— Зачем вы взяли с собой оружие? Мы что, собрались идти в бой?!
— Мужчине положено носить оружие, если он не раб и не слуга, — ответил я.
— Здесь оно ни к чему!
— Мы не привыкли расставаться с ним.
— Сейчас вам придется это сделать, иначе вы не поговорите с Жутом. Он не любит, когда к нему приходят с оружием. Если вы сложите оружие возле его дома, оно будет в целости и сохранности, ведь я останусь с ним.
— Я не даю свое оружие никому, — возразил я, — а если Жут не станет с нами говорить, я не буду тебе больше докучать.
Я немедленно дал приказ поворачивать назад. Процессия снова направилась в сторону деревни. Мясник ругнулся и окликнул нас:
— Стой! Так дело не пойдет! Я доложил Жуту о тебе, и он на меня обидится, если я не приведу вас к нему.
— Тогда не приставай к нам с разными глупыми просьбами.
— Ничего глупого Жут не делает. Я узнаю, позволит ли он вам оставить оружие. Он удивит меня, если сделает исключение.
Он раздраженно пошел вперед, а мы последовали за ним.

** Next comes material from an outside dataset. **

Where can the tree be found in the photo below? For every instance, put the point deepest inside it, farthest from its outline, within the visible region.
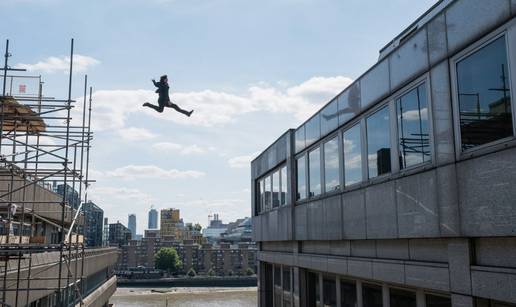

Мне не понравилось, что он настаивал на том, чтобы мы остались безоружными. Быть может, Мубарек уже пробрался туда? И нас, стало быть, вели в ловушку, из которой нам не выбраться? Нет, пока мы вооружены, нам нечего бояться. А если они нападут на нас в пути! Я беззащитен. Паланкин представлял собой носилки, на которых был установлен решетчатый деревянный домик. Я сидел, подогнув под себя ноги, что было весьма неудобно из-за моей больной ноги. Двигаться я практически не мог. Если бы в момент нападения я открыл дверь и выпрыгнул, то получил бы пулю в живот. Да и выпрыгнуть я не мог, мешала нога. Один выстрел из кустов, и Халеф с тремя своими винтовками бессилен что-либо сделать. Оско и Омар заняты паланкином, поэтому мы даже не в силах вовремя оказать отпор. Мы находились в безвыходном положении.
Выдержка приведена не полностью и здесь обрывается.